Scotland business

Extra funds pledged to address apprentice equality

Apprentices Image copyright Thinkstock
Image caption Concerns have been raised about gender segregation in the modern apprenticeship programme

The Scottish government has pledged an extra £500,000 in a bid to encourage equality in Scotland's modern apprenticeship programme.

Skills Development Scotland (SDS) will use the cash to encourage more women, minority groups, disabled people and care leavers to take part in the scheme.

The funding was announced during a Holyrood debate.

The move comes amid concerns about gender segregation in the scheme.

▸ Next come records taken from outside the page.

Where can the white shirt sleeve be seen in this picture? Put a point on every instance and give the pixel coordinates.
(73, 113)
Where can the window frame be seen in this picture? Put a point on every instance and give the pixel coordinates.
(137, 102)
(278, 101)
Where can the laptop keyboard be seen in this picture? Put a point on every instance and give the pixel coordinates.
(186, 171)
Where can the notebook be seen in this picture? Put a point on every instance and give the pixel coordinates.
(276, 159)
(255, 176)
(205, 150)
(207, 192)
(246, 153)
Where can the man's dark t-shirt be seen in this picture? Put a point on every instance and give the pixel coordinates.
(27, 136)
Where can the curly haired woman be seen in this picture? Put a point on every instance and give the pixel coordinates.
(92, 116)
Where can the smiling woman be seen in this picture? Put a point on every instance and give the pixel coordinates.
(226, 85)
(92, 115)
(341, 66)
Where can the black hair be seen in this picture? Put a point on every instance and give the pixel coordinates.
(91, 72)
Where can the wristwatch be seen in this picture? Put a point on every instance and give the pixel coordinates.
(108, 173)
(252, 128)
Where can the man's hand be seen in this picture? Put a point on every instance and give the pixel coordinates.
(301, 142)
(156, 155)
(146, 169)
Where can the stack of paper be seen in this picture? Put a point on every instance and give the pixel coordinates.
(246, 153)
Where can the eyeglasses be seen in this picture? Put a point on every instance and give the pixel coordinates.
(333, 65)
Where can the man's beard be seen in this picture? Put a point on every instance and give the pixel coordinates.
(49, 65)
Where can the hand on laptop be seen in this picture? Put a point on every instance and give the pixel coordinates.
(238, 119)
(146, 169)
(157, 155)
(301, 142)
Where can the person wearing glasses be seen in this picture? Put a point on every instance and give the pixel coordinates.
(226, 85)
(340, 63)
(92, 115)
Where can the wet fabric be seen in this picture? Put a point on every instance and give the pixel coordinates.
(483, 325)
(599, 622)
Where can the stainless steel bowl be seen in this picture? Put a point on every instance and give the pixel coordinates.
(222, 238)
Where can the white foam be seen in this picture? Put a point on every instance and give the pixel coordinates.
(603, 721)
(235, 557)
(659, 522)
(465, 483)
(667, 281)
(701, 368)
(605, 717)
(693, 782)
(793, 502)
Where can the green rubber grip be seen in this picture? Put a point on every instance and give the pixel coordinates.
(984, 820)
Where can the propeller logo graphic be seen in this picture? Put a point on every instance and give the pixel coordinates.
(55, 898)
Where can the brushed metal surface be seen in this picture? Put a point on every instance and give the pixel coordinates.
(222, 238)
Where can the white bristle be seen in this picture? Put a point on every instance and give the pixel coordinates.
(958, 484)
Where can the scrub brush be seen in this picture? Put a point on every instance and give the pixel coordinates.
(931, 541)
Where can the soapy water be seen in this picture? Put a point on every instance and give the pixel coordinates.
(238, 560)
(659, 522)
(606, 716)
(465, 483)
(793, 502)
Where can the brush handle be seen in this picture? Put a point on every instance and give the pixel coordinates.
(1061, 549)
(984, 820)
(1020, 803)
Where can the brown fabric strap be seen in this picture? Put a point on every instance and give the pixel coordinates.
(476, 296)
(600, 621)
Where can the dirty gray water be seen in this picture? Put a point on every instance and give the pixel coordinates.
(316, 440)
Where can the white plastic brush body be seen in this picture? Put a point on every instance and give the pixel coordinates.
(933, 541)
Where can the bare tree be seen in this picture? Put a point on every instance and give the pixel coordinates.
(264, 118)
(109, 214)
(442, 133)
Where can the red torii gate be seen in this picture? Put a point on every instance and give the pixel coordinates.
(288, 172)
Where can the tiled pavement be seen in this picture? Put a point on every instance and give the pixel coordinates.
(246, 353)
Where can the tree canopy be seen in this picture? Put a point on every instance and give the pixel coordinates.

Opposition parties welcomed the extra funding, but MSPs raised concerns about the scale of the problem.

'Gender imbalance'

Labour MSP Siobhan McMahon highlighted figures from 2012-13 showing that 98% of construction apprentices were male, while 97% of childcare apprentices were female.

She said: "SDS have been tasked with addressing the gender imbalance which exists in sectors like construction and health and social care yet this seems to have had little impact.

"SDS's own figures indicate that, as of December 2014, only 4% of engineering apprentices in Scotland were women.

"To ask SDS to take the lead while tackling a societal issue such as occupational segregation and expect them to make great strides seems to me to be a rather optimistic course of action."

Attainment levels

Conservative MSP Mary Scanlon said the difference in the attainment levels of male and female apprentices in the programme also needed to be addressed.

She highlighted figures showing that there was an almost equal number of male and female apprentices at level two while at level five there were 10 times more men than women.

She said: "I do think that this needs to be looked at. It's not just the culture, it's not just the occupational segregation, but it's also the level of achievement."

Skills Secretary Roseanna Cunningham told MSPs that progress had been made on occupational segregation within the modern apprenticeship programme.

She said: "In 2013/14, 41% of modern apprenticeship starts were women compared to only 27% in 2008/09.

"This is good progress but there are still significant gender imbalances that need to be addressed."